The Complete Works of Swami Vivekananda/Volume 7/Inspired Talks/Tuesday, July 9
TUESDAY, July 9, 1895.
Man as Atman is really free; as man he is bound, changed by every physical condition. As man, he is a machine with an idea of freedom; but this human body is the best and the human mind the highest mind there is. When a man attains to the Atman state, he can take a body, making it to suit himself; he is above law. This is a statement and must be proved. Each one must prove it for himself; we may satisfy ourselves, but we cannot satisfy another. Râja-Yoga is the only science of religion that can be demonstrated; and only what I myself have proved by experience, do I teach. The full ripeness of reason is intuition, but intuition cannot antagonise reason.

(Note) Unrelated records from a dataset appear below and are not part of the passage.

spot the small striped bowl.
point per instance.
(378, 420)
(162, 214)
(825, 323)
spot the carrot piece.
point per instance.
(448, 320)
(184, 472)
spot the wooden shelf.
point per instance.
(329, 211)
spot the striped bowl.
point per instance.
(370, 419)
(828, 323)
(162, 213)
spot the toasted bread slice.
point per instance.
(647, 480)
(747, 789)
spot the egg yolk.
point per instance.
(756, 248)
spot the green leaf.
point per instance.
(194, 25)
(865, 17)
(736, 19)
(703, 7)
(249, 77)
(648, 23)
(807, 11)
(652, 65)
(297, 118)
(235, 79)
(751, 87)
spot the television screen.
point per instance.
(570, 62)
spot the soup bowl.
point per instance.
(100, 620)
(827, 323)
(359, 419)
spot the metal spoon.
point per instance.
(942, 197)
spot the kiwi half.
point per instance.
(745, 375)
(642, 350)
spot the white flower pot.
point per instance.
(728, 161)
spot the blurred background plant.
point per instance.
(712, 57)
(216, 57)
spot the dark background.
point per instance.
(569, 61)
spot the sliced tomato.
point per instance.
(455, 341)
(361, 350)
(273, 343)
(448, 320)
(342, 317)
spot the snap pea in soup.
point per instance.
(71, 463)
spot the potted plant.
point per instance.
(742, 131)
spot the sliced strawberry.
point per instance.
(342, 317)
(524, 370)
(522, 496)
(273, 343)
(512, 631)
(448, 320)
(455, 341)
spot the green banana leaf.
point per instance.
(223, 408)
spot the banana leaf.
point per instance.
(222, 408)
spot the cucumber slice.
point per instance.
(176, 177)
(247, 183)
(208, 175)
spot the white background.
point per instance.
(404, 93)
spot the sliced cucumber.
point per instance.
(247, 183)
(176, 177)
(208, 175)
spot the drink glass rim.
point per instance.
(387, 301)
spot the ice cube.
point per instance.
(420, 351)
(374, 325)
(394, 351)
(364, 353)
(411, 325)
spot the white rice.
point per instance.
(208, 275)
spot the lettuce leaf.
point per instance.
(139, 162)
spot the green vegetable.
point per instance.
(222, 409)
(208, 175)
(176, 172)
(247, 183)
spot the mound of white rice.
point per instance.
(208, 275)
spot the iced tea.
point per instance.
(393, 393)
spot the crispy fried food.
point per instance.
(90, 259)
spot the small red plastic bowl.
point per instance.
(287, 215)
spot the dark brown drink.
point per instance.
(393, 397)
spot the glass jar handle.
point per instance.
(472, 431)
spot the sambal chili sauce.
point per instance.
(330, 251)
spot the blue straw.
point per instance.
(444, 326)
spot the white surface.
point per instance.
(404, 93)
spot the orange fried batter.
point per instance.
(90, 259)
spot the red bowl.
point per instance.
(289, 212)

Work purifies the heart and so leads to Vidyâ (wisdom). The Buddhists said,
doing good to men and to animals were the only works; the Brahmins said that
worship and all ceremonials were equally "work" and purified the mind.
Shankara declares that "all works, good and bad, are against knowledge".
Actions tending to ignorance are sins, not directly, but as causes, because
they tend to increase Tamas and Rajas. With Sattva only, comes wisdom.
Virtuous deeds take off the veil from knowledge, and knowledge alone can
make us see God.
Knowledge can never be created, it can only be discovered; and every man who
makes a great discovery is inspired. Only, when it is a spiritual truth he
brings, we call him a prophet; and when it is on the physical plane, we call
him a scientific man, and we attribute more importance to the former,
although the source of all truth is one.
Shankara says, Brahman is the essence, the reality of all knowledge, and
that all manifestations as knower, knowing, and known are mere imaginings in
Brahman. Ramanuja attributes consciousness to God; the real monists
attribute nothing, not even existence in any meaning that we can attach to
it. Ramanuja declares that God is the essence of conscious knowledge.
Undifferentiated consciousness, when differentiated, becomes the world. . .
Buddhism, one of the most philosophical religions in the world, spread all
through the populace, the common people of India. What a wonderful culture
there must have been among the Aryans twenty-five hundred years ago, to be
able to grasp ideas!
Buddha was the only great Indian philosopher who would not recognise caste,
and not one of his followers remains in India. All the other philosophers
pandered more or less to social prejudices; no matter how high they soared,
still a bit of the vulture remained in them. As my Master used to say, "The
vulture soars high out of sight in the sky, but his eye is ever on a bit of
carrion on the earth."
The ancient Hindus were wonderful scholars, veritable living encyclopaedias.
They said, "Knowledge in books and money in other people's hands is like no
knowledge and no money at all."
Shankara was regarded by many as an incarnation of Shiva.